Bysiewicz ’83 announces run for Lieberman’s ’64 LAW ’67 Senate seat

Susan Bysiewicz ’83, Connecticut’s secretary of the state for over a decade, moved to put the 2010 election debacle behind her Tuesday, announcing she would run for the seat occupied by independent Sen. Joe Lieberman’s ’64 LAW ’67 in the 2012 Senate election.

Just after Bysiewicz’s announcement came another from Lieberman that he would be holding a press conference on his political future tomorrow at 12:30 p.m. in Stamford. The embattled Lieberman, whose victory in the 2006 election came after a loss in that year’s Democratic primary to businessman Ned Lamont, is expected to announce he will not seek re-election, Politico reported Tuesday afternoon:

“After many thoughtful conversations with family and friends over the last several months, Sen. Lieberman made a decision about his future over the holidays which he plans to announce on Wednesday,” Erika Masonhall, a Lieberman spokeswoman, told Politico.

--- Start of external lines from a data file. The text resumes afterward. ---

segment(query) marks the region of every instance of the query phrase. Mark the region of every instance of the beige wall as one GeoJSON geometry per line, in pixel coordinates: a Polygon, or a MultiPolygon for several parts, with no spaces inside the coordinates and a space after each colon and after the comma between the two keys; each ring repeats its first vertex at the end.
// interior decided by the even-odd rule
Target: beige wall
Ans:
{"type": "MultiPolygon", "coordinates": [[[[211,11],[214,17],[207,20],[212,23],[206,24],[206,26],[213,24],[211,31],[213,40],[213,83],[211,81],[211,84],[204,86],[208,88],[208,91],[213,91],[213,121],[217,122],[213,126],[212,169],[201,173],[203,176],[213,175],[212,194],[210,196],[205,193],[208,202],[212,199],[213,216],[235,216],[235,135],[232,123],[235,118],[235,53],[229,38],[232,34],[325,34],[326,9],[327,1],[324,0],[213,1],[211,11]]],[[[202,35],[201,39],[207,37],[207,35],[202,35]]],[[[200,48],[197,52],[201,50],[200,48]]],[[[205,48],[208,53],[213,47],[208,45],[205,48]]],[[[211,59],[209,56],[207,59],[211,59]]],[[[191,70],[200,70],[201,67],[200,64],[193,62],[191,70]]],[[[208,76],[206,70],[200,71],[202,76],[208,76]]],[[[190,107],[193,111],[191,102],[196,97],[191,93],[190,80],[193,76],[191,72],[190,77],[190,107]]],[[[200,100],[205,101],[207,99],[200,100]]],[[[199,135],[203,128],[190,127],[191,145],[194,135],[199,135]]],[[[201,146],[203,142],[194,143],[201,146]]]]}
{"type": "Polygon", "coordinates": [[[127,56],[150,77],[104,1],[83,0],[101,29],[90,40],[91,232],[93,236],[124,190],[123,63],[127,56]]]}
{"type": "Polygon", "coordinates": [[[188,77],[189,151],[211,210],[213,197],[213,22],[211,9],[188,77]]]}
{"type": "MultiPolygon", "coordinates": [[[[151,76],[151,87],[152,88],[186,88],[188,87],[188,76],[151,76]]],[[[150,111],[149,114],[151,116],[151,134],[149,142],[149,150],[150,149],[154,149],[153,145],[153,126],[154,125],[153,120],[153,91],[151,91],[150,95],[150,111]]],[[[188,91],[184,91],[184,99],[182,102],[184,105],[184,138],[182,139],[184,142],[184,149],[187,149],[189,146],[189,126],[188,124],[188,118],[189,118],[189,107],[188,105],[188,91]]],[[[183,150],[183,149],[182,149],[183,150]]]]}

Bysiewicz’ decision to run comes after a difficult 2010 for the politician. Her original plan was to run for governor. Despite polls showing her as a frontrunner for the Democratic nomination eventually won by current Gov. Dan Malloy, she dropped out of the race to run for state attorney general. Those plans came to a screeching halt, though, when the state Supreme Court ruled her ineligible to serve as attorney general because the law requires that the attorney general practice law for 10 years, and she had only practice for six.

On Election Day balloting problems across the state required courts to extend polling hours in several jurisdictions, including Bridgeport. And in the days following the election, as the governor’s race between Malloy and Republican Tom Foley remained up in the air, Bysiewicz drew criticism for announcing Malloy had won when many ballot counts showed Foley in the lead.

Bysiewicz entered joined the state legislature in 1992 at the age of 31, her first stint as an elected official. She became secretary of the state in 1999.